Palavras-chave: RSE; Comunicação; Estratégia; Diversidade; Narrativa da marca; Storydoing.

1. Introduction

Of the innumerable meanings and definitions of Corporate Social Responsibility (CSR) that have existed since Carroll proposed the first concepts in 1979 to the present, this study starts from the concept of CSR as a limited, applied, cross-cutting strategy that aims to impact positively on the holistic management of the different operational areas of organizations and companies and the inclusion of their workers (De-la-Cuesta-González and Sánchez-Paunero, 2012). It is thus recognized as a fundamental element in a company’s interdisciplinary strategy, cutting across each organizational department (Barrio-Fraile and Enrique-Jiménez, 2021). CSR defines a way of making decisions that simultaneously involves the company’s various departments and influences the management of the organization through the application of social, environmental and economic responsibility criteria (Durán et al., 2021). Regarding the climate and labour well-being, according to Giuliani et al., it is possible to state that CSR is directly related to “policies concerned with the company’s stance to ensure the quality of life of its employees and other people” (2012, p. 25).

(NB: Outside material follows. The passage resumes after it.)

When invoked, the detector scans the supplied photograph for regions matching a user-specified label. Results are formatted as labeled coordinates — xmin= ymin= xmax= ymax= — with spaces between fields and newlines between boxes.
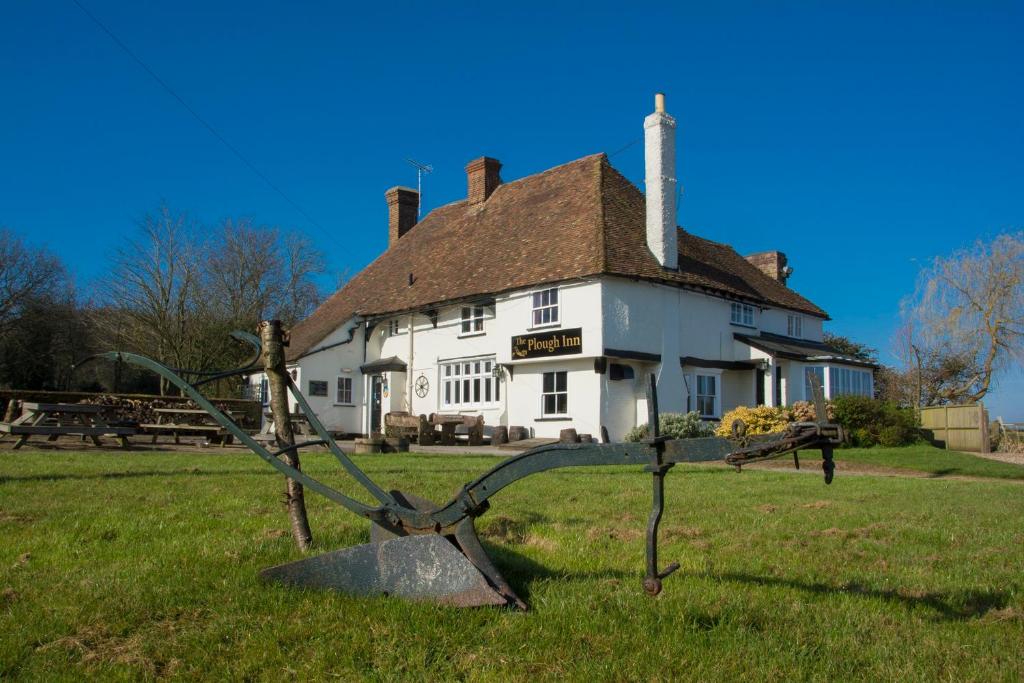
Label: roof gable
xmin=289 ymin=154 xmax=825 ymax=359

Currently, CSR must align with the 17 Sustainable Development Goals (SDGs) framed within the United Nations 2030 Agenda. As Barrio-Fraile et al. state, “SDGs are intended to shape public policy, foster the progress of science, mobilize non-governmental organizations and influence business practices” (2022, p.8). It is possible to state that companies develop corporate cultures committed to SDGs through corporate purpose (Mañas-Viniegra et al., 2020b).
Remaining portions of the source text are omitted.